Marcel Leblanc se frayait un chemin dans l’allée d’une pharmacie Jean Coutu du boulevard Monk, entre les employés nerveux et les clients confus. L’homme de 84 ans est reparti bredouille. « Je ne comprends pas trop internet. Le site ne marchait pas. Je suis venu voir si je pouvais au moins donner mon nom pour qu’ils me rappellent, mais non. »

Les tests rapides permettent de détecter la COVID-19 en quelques minutes. Mais pour obtenir un rendez-vous afin de s’en procurer, il faut prendre son mal en patience.

D’abord hors service lundi matin, le site web de Jean Coutu était finalement accessible en fin de matinée. On affichait neuf heures d’attente pour pouvoir réserver une plage horaire.

Les usagers se sont également butés à une faille technique pour les sites internet des pharmacies Proxim et Uniprix.

Impossible de réserver une plage horaire dans une succursale Brunet lundi matin, constatait-on sur le site web de l’entreprise.

Plus de 800 000 trousses de tests doivent être distribuées à partir de lundi à travers la province dans près de 2000 pharmacies.

Les livraisons se poursuivent

« Les autotests sont un outil essentiel. Je sais que les Québécois ont hâte de les utiliser. On fait tout en notre pouvoir pour que ça fonctionne rondement », a assuré en point de presse le ministre de la Santé et des Services sociaux, Christian Dubé.

Les prochaines livraisons seront destinées aux pharmacies, mais une partie sera conservée pour les travailleurs de la santé et les personnes vulnérables en CHSLD et en RPA.

« Les quantités sont limitées par les arrivages du fédéral, mais je dois les remercier pour le travail qu’ils ont fait jusqu’à maintenant. C’est important que tout le monde fasse preuve de compréhension. Les pharmacies affichent déjà dans leurs commerces leurs disponibilités », a poursuivi le ministre.

On demande aux parents qui ont déjà eu des boîtes de tests par les écoles ou un service de garde de laisser la priorité aux personnes qui n’en ont pas encore reçu.

Les gens utilisant les tests rapides doivent être symptomatiques pour que ça fonctionne. Une fois que le test est positif, la personne doit se rendre dans un centre de dépistage pour confirmer le résultat, ajoute-t-on.
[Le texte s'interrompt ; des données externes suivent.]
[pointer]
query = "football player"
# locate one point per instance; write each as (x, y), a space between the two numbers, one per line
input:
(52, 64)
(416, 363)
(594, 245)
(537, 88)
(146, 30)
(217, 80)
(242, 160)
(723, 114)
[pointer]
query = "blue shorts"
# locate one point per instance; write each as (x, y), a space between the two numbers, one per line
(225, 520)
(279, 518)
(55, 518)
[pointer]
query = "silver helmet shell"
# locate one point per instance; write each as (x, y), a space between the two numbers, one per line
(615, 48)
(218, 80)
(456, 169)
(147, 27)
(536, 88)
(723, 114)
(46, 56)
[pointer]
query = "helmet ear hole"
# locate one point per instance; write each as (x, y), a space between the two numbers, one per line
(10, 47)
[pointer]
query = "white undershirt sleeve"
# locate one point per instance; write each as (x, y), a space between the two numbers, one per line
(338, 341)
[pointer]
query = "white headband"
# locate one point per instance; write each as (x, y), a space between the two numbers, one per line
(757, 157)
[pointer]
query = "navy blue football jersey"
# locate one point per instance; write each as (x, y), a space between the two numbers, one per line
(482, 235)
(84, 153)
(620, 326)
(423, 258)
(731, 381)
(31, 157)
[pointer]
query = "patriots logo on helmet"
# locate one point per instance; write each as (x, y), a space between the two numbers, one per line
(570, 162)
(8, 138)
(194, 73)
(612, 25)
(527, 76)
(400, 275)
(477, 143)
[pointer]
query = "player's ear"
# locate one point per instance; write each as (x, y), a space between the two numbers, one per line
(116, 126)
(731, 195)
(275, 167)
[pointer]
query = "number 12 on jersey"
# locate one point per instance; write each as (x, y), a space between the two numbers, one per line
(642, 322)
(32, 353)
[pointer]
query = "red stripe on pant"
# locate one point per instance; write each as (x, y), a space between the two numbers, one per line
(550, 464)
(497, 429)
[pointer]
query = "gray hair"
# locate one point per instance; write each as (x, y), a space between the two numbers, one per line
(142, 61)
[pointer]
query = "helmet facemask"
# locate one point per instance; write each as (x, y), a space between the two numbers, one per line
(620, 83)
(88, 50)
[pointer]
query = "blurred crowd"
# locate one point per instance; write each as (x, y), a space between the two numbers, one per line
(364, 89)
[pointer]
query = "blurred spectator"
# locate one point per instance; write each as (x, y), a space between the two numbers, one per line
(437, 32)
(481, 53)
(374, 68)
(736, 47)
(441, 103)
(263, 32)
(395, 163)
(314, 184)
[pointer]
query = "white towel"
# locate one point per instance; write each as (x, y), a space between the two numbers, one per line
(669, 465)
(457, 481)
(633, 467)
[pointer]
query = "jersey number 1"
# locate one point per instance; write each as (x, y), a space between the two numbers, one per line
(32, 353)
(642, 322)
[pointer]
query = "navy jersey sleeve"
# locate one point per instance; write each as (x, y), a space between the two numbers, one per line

Pour recevoir sa trousse, chaque personne doit prendre un rendez-vous au préalable dans les pharmacies affiliées à Jean Coutu ou à Brunet, ainsi que dans certaines des pharmacies affiliées à Familiprix.

Pour ce qui est des pharmacies affiliées aux autres regroupements, dont Pharmaprix, Proxim, Uniprix, Accès pharma chez Walmart, pharmacies Grégoire Arakelian chez Costco et Horizon Santé, c’est plutôt le principe du premier arrivé, premier servi qui a été préconisé.

Le gouvernement entend fournir gratuitement aux Québécois âgés de 14 ans et plus une boîte de cinq tests rapides de COVID-19 par mois.

Il revient aux pharmacies d’assurer la distribution des tests, et chaque propriétaire organise la distribution selon sa réalité, précise le ministère de la Santé et des Services sociaux.